Madrid dévoile ses réformes

Le chef du gouvernement espagnol Mariano Rajoy, le 25 septembre 2012 à l'Assemblée générale de l'ONU à New York [Michael Nagle / Getty Images/AFP/Archives] Le chef du gouvernement espagnol Mariano Rajoy, le 25 septembre 2012 à l'Assemblée générale de l'ONU à New York [Michael Nagle / Getty Images/AFP/Archives]

Le gouvernement espagnol présente jeudi son budget 2013 et un nouveau plan de réformes, un ensemble perçu par les analystes comme l'avant-dernière étape avant de demander le sauvetage financier du pays.

La dernière marche sera franchie vendredi avec la présentation de l'audit indépendant des banques, pour chiffrer l'aide que leur versera la zone euro, qui a promis jusqu'à 100 milliards d'euros. Madrid affirme que 60 milliards seront suffisants.

Une fois ce dossier bouclé, la quatrième économie de la zone euro aura toutes les données en main pour solliciter, comme le pressentent le marché et certains de ses partenaires, un sauvetage plus large auprès des fonds de secours européens, déclenchant ainsi l'action de la Banque centrale européenne (BCE).

Le chef du gouvernement conservateur Mariano Rajoy attendait de connaître le programme de la BCE: celui-ci, qui passe par des achats illimités d'obligations pour soutenir les pays fragiles de la région, a été dévoilé le 6 septembre.

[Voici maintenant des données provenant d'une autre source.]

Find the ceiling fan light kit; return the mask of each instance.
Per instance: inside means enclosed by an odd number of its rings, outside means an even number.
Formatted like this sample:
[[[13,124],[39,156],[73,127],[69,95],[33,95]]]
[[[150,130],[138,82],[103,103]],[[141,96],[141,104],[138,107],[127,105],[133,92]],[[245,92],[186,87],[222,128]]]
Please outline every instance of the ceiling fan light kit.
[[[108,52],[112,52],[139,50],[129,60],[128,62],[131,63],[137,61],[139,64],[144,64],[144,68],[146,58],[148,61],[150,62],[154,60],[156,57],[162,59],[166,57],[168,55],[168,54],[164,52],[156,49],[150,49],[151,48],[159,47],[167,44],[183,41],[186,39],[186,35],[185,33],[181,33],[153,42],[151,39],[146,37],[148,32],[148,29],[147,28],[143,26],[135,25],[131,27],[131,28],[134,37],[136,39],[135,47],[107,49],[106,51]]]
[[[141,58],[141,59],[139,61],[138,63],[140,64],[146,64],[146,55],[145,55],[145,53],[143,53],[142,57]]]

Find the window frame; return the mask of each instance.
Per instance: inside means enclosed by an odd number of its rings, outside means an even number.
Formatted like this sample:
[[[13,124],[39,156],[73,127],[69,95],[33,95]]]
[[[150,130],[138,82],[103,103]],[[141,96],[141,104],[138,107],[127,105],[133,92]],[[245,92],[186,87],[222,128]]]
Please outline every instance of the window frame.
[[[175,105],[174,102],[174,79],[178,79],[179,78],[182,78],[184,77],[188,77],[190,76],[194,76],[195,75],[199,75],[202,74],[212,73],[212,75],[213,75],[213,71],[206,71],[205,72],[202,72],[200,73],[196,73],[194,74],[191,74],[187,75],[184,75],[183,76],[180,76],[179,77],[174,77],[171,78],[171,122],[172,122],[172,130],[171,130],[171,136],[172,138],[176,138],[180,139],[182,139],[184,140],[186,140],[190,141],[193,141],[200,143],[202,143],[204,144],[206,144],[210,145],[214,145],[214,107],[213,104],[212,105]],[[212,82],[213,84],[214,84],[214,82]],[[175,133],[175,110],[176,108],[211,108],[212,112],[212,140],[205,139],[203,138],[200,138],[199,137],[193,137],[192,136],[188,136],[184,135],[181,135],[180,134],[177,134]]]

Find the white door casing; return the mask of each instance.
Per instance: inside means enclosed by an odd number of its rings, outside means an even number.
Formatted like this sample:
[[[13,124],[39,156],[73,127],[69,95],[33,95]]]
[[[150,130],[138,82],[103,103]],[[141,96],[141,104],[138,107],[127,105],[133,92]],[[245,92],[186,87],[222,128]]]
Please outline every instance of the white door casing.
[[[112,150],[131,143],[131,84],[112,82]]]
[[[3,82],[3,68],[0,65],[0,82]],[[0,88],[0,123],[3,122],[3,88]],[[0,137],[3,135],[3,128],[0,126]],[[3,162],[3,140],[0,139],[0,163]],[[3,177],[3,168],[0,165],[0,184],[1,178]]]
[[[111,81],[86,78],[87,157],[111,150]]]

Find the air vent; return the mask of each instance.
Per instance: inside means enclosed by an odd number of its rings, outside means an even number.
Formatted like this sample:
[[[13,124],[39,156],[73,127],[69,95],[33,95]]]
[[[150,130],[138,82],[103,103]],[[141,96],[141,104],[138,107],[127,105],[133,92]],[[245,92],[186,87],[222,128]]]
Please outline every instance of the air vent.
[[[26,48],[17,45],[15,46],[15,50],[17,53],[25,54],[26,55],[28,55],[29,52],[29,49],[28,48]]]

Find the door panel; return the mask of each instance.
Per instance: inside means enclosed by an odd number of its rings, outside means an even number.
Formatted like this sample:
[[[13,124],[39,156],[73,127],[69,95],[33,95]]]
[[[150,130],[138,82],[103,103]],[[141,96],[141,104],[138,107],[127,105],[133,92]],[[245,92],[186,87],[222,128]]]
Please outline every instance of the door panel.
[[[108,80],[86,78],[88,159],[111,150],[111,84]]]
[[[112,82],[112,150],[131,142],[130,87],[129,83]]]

Il voulait sans doute aussi avancer sur son budget 2013, dont les grandes lignes sont connues depuis juillet: le projet qui sera adopté en Conseil des ministres visera à récupérer 39 milliards d'euros.

L'équipe gouvernante poursuit ainsi sa politique de rigueur, qui doit rapporter aux arcanes publiques plus de 150 milliards entre 2012 (62 milliards), 2013 et 2014 (50 milliards).

Au menu de 2013: l'effet de la hausse de la TVA et d'autres impôts, pour ramener 15 milliards, tandis que près de 7 milliards sont attendus des coupes dans les régions, qui gèrent les budgets de la santé et de l'éducation.

Le reste des économies proviendra de la réduction des allocations chômage et d'aides sociales, ainsi que du gel des embauches dans la fonction publique.

Il faudra sans doute aller plus loin: "pour réussir à être crédible face aux marchés, ce qui est l'objectif ultime du gouvernement, il semble difficile de ne pas toucher aux pensions de retraite, qui représentent 25% de la dépense totale", estime Juan Ignacio Conde Ruiz, sous-directeur de la Fondation d'études d'économie appliquée (Fedea).

La promesse électorale de revaloriser les retraites selon l'inflation coûterait "3 à 3,5 milliards d'euros" selon M. Conde Ruiz, de quoi rendre impossible la réduction du déficit de 8,9 à 6,3% du PIB en 2012.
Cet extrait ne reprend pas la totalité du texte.